CISA, FBI, and MS-ISAC have issued an urgent warning to network administrators, urging them to take immediate action to secure their Atlassian Confluence servers. The reason for this alarm is a highly critical vulnerability known as CVE-2023-22515, which is currently being actively exploited by malicious actors.
Link to the official Atlassian Confluence Servers.
This particular security flaw poses a significant risk as it allows for privilege escalation, granting unauthorized access to sensitive systems and data. What makes it even more concerning is that it affects Confluence Data Center and Server versions 8.0.0 and later. The severity of this vulnerability is underscored by the fact that it can be exploited remotely without the need for any user interaction. In other words, attackers can compromise these systems with relatively low-complexity attacks, making it a significant threat.
Atlassian, the company behind Confluence, had already taken steps to address this issue by releasing security updates on October 4. They advised their customers to act promptly and upgrade their Confluence instances to one of the fixed versions, which include 8.3.3 or later, 8.4.3 or later, and 8.5.2 or later. This urgent call to action was driven by the fact that the vulnerability had already been exploited in the wild as a zero-day, meaning that attackers were actively taking advantage of it before it became publicly known.
For those who were unable to perform the upgrades immediately, Atlassian recommended taking precautions such as shutting down impacted instances or isolating them from Internet access.
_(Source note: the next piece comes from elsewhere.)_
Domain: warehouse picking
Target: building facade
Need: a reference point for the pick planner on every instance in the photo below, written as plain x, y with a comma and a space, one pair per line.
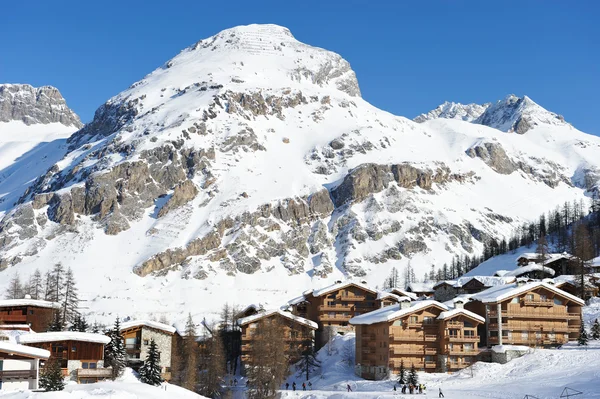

Additionally, administrators were advised to be vigilant and look out for potential indicators of compromise, such as the presence of new or suspicious admin user accounts.
Adding to the gravity of the situation, just a week after CISA identified this vulnerability as actively exploited, Microsoft disclosed that a threat group believed to be backed by Chinese actors, known as Storm-0062 (also referred to as DarkShadow or Oro0lxy), had been exploiting the vulnerability as a zero-day since at least September 14, 2023. This revelation further emphasizes the urgency of addressing this issue.
In response to these developments, CISA, FBI, and MS-ISAC jointly issued a strong and unequivocal call to action for network administrators. They urged network administrators to promptly apply the upgrades provided by Atlassian to secure their Confluence servers. This collaborative warning underscores the critical nature of this vulnerability and the potential consequences of leaving it unpatched. Network administrators are strongly encouraged to act swiftly to protect their systems and data from the ongoing threats exploiting this flaw.